Whole genome mouse 36 k oligo arrays were printed in the Infectious Disease and Immunogenetics Section of the Department of Transfusion Medicine (IDIS), Clinical Center, National Institute of Health, Bethesda using oligos purchased from Operon (Huntsville, AL). The Operon Array-Ready Oligo Set (AROS™) V 4.0 contains 35,852 longmer probes representing 25,000 genes and about 38,000 gene transcripts and also includes 380 controls. The design is based on the Ensembl Mouse Database release 26.33b.1, Mouse Genome Sequencing Project, NCBI RefSeq, Riken full-length cDNA clone sequence, and other GenBank sequence. The microarray is composed of 48 blocks and one spot is printed per probe per slide. Hybridization was carried out in a water bath at 42°C for 18-24 hours and the arrays were then washed and scanned on a Gene Pix 4000 scanner at variable PMT to obtain optimized signal intensities with minimum (< 1% spots) intensity saturation.
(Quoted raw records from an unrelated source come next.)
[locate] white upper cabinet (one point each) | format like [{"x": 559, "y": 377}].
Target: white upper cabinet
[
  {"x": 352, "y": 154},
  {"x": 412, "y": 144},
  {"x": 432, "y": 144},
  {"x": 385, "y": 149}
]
Resulting data files were uploaded to the mAdb databank http://nciarray.nci.nih.gov and further analyzed using BRBArrayTools developed by the Biometric Research Branch, National Cancer Institute [23]http://linus.nci.nih.gov/BRB-ArrayTools.html and Cluster and Treeview software [24]. The global gene-expression profiling consisted of 16 experimental samples. Global expression data were filtered using automated filtering option of BRBArray software. Therefore, genes involved in pathways such as "adhesion molecules on lymphocytes, B lymphocytes cell surface molecule, cytokines and inflammatory response, monocytes and its surface molecules, neutrophiles and its surface molecules, T cytotoxic cell surface molecules, T helper cell cytotoxic molecules" as listed by the Biocarta database were included. Genes that belonged to at least one of those pathways, that were present in more than 10 experimental samples (≥ 60%) and with a fold change of two in at least one sample passed the filter. Gene ratios were average corrected across experimental samples. Subsequent cluster analysis applying uncentered correlation algorithm with genes involved in selected pathways as listed above allowed experimental samples to cluster according to their biological similarity. Treeview program was used for visualization of array data [25].
Statistics
A two-tailed Student's t test was used for statistical analysis. P values of < 0.05 were considered statistically significant.